4. Establish a cybersecurity safety review board modeled after the National Transportation Safety Board (NTSB). The Board, to be co-chaired by government and private sector leads, will convene after a significant cyber incident to analyze what happened and make concrete recommendations for improving cybersecurity.

5. Create a standard “playbook” for responding to cyber incidents for cyber incident response by federal departments and agencies. The playbook ensures Federal agencies meet a certain threshold and are prepared to take uniform steps to identify and mitigate security threats.

6. Improve detection of cybersecurity incidents on Federal government networks by improving the ability to detect malicious cyber activity through endpoint detection and response systems and improved information sharing within the Federal government.

7. Improving investigative and remediation capabilities by introducing event log requirements for federal departments and agencies.

This Executive Order, along with the IoT Security law signed into law by President Trump in December are the initial steps taken to modernize national cyber defenses.  The Colonial Pipeline incident, however, is a reminder that federal action addresses only a portion of critical systems.

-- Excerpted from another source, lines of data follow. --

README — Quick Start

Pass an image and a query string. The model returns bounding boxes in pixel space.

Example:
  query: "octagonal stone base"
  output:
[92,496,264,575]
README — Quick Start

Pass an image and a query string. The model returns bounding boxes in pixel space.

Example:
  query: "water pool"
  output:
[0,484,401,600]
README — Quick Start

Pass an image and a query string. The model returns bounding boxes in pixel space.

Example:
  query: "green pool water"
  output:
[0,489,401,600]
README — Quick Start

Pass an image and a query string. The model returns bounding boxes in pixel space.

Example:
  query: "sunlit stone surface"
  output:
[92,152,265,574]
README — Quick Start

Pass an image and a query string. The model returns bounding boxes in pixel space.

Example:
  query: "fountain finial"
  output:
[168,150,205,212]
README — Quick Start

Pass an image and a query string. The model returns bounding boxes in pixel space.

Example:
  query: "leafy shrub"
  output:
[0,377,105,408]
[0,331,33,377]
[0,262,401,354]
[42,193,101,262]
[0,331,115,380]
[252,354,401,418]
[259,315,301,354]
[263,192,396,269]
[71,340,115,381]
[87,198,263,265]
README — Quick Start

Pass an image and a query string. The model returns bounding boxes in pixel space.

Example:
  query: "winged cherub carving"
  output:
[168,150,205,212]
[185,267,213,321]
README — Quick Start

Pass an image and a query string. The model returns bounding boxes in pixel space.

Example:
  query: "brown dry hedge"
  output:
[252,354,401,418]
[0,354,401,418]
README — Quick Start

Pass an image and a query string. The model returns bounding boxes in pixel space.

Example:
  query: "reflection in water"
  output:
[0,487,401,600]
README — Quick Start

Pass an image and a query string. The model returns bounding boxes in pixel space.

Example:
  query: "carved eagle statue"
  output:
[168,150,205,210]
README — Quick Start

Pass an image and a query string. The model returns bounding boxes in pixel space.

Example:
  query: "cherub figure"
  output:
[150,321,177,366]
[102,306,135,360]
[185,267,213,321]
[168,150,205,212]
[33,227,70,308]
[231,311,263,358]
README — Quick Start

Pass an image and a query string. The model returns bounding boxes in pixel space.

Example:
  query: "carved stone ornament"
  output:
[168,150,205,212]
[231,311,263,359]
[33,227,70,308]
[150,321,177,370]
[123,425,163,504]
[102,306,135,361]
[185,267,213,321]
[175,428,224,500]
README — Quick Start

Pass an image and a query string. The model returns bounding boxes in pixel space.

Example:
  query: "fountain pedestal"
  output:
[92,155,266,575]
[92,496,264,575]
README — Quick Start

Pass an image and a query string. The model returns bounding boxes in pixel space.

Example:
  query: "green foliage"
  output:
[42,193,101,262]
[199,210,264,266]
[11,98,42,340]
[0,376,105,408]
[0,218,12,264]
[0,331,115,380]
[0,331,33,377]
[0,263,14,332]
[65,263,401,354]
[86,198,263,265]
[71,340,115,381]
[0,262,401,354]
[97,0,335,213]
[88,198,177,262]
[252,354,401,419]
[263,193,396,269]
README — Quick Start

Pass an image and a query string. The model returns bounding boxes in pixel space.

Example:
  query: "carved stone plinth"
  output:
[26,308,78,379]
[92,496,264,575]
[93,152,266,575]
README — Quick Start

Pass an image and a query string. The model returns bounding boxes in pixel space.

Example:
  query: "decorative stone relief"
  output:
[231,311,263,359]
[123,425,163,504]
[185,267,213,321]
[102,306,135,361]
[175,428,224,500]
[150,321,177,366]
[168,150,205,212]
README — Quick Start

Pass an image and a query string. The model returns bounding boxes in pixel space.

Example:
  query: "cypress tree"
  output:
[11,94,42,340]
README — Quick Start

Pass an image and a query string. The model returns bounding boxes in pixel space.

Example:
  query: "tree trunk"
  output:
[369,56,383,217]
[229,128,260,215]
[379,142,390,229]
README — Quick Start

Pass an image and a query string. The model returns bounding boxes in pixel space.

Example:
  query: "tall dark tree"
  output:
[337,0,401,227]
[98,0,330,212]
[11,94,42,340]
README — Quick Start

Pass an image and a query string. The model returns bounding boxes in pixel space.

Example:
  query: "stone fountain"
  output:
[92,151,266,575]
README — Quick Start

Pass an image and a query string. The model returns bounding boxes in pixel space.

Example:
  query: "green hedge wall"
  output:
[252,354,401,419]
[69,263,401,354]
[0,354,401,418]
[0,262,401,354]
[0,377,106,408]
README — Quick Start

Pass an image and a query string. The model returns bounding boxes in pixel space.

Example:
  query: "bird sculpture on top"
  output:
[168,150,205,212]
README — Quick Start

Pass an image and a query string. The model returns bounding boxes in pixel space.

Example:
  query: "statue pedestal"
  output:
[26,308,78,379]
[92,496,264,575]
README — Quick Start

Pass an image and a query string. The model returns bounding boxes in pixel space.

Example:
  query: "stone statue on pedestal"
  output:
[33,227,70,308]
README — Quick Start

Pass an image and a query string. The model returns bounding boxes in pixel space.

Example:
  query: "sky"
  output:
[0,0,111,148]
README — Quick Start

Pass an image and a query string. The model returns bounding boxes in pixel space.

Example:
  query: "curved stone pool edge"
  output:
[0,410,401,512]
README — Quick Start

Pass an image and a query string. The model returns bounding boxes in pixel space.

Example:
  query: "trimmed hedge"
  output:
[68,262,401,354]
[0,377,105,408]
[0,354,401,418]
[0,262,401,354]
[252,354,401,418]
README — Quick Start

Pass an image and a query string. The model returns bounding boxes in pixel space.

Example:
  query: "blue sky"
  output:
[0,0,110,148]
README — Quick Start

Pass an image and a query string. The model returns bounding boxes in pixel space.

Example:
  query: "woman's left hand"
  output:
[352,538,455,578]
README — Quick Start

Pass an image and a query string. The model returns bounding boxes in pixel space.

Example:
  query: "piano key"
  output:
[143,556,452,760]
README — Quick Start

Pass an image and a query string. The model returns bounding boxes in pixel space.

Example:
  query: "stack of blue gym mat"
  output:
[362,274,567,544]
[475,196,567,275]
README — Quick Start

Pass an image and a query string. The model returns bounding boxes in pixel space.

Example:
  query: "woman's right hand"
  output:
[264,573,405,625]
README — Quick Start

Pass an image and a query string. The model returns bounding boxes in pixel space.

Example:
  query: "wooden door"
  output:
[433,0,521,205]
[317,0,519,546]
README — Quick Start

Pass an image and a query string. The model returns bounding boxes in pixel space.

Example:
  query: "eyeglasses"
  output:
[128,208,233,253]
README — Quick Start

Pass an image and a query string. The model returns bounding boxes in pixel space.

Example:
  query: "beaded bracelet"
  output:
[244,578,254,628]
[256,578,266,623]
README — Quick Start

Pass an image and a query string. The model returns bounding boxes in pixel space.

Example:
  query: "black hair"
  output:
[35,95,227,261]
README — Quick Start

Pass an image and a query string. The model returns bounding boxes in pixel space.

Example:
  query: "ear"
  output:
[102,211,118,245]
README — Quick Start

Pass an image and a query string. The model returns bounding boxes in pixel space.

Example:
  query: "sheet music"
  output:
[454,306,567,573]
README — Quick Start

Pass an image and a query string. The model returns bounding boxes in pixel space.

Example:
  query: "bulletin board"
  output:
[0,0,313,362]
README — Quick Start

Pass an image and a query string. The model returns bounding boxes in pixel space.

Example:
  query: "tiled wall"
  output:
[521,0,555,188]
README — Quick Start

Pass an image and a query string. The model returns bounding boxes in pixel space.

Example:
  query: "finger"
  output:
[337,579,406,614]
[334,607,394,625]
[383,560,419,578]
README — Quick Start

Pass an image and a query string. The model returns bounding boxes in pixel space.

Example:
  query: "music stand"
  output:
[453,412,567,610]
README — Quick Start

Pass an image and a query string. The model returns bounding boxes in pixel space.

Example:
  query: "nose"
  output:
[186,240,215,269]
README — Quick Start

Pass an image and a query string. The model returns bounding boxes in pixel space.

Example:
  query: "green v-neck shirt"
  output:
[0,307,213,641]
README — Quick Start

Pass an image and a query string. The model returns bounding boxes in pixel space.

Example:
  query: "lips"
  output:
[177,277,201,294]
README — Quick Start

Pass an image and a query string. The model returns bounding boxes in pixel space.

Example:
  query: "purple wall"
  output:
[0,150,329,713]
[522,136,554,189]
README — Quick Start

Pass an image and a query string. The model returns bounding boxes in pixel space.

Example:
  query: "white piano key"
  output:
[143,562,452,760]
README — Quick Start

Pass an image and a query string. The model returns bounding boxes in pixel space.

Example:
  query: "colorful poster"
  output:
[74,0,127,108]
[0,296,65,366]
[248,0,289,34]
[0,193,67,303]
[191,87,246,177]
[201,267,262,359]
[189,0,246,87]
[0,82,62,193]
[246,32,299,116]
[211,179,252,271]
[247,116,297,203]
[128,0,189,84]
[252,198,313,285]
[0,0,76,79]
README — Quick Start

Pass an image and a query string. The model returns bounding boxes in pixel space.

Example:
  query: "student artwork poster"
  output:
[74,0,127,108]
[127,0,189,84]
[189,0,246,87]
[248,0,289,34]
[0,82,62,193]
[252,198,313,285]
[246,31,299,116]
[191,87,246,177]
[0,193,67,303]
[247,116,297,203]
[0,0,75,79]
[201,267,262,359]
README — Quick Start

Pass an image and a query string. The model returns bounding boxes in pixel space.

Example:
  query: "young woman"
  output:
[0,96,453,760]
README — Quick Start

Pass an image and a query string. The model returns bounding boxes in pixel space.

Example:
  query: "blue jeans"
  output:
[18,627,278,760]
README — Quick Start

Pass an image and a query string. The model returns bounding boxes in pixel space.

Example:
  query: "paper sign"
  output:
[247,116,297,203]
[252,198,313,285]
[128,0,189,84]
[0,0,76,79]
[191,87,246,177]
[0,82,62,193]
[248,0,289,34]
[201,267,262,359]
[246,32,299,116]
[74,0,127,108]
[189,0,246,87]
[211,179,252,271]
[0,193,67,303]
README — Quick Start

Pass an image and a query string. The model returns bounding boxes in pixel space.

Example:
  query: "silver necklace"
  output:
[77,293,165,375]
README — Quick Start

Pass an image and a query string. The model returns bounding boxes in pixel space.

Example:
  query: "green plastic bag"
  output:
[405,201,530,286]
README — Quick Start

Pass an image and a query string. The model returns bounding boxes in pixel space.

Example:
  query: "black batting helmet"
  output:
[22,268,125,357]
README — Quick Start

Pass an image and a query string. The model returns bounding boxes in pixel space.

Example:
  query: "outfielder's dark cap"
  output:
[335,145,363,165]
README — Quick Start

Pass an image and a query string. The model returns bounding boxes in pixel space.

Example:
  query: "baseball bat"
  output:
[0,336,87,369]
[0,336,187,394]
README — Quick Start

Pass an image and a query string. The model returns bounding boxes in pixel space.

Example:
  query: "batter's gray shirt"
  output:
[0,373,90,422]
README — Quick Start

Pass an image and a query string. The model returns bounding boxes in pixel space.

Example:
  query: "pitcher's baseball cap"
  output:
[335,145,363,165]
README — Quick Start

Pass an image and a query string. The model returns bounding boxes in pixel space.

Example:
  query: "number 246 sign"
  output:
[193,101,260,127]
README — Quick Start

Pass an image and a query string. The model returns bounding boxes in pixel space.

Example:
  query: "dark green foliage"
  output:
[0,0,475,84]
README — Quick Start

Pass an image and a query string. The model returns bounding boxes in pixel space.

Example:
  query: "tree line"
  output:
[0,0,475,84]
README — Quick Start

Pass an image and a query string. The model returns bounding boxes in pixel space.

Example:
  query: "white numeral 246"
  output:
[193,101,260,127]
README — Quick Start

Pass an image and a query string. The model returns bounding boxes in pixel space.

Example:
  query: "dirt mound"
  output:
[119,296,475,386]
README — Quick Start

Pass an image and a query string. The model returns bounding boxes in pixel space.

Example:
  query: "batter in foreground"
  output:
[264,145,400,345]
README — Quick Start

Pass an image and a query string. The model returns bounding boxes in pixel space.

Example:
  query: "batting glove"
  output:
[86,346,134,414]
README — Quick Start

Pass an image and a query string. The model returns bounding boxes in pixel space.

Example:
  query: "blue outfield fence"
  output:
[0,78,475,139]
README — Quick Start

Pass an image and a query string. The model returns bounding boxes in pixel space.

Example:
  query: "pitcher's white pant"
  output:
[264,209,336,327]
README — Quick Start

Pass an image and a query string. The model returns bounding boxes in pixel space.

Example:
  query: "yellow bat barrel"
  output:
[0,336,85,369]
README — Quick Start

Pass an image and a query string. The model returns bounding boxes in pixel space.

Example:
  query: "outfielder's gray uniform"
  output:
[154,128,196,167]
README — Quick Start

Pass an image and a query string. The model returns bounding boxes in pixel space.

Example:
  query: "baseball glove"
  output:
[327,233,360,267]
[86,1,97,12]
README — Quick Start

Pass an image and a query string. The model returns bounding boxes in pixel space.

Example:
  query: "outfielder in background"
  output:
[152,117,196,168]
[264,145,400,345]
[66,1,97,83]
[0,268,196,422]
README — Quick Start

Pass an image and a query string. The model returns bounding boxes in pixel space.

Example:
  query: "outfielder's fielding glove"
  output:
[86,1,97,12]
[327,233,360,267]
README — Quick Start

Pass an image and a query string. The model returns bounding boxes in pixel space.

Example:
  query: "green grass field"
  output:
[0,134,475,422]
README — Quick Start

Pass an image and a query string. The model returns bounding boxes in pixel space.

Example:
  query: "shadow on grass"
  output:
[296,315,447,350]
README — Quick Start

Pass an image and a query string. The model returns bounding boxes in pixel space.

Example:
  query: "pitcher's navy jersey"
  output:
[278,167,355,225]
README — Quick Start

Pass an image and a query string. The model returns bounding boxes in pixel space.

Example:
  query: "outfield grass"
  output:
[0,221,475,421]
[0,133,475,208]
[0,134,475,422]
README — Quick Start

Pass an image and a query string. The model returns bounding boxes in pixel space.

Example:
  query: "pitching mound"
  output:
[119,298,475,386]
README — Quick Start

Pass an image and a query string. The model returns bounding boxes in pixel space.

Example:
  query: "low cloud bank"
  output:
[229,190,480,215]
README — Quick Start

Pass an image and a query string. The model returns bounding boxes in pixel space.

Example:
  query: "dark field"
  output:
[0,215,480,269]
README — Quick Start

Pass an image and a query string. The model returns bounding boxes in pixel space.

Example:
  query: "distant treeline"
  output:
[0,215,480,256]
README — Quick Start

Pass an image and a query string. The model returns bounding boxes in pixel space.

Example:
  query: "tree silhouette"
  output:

A substantial portion of critical infrastructure is owned and operated by the private sector, and those private sector companies make their own determination regarding cybersecurity investments.

The Executive Order does not directly touch the private sector, but major transformative efforts like this leads to change well beyond government for security vendors and enterprise organizations. The US federal government’s procurement processes are unique and at times very rigid.  The rigid nature of that procurement process also provides a baseline that other private enterprise organizations may use to help codify and standardize cybersecurity requirements.  In other words, if companies want to do business with the Federal government, they need to comply; if businesses are going to spend money to comply, the cybersecurity Executive Order may provide a framework for private industry as well.

Device Authority has been hitting the drum of Zero Trust and Security by Design since our inception.  Here is the bottom line that we (and our customers) know: Zero Trust works. Now, the United States federal government has validated, confirmed, and required Zero Trust. We are not gloating, because the work continues.  For the US government and its suppliers, this executive order represents substantial and massive change because non-governmental and private organizations should expect to feel repercussions of this Executive Order as well.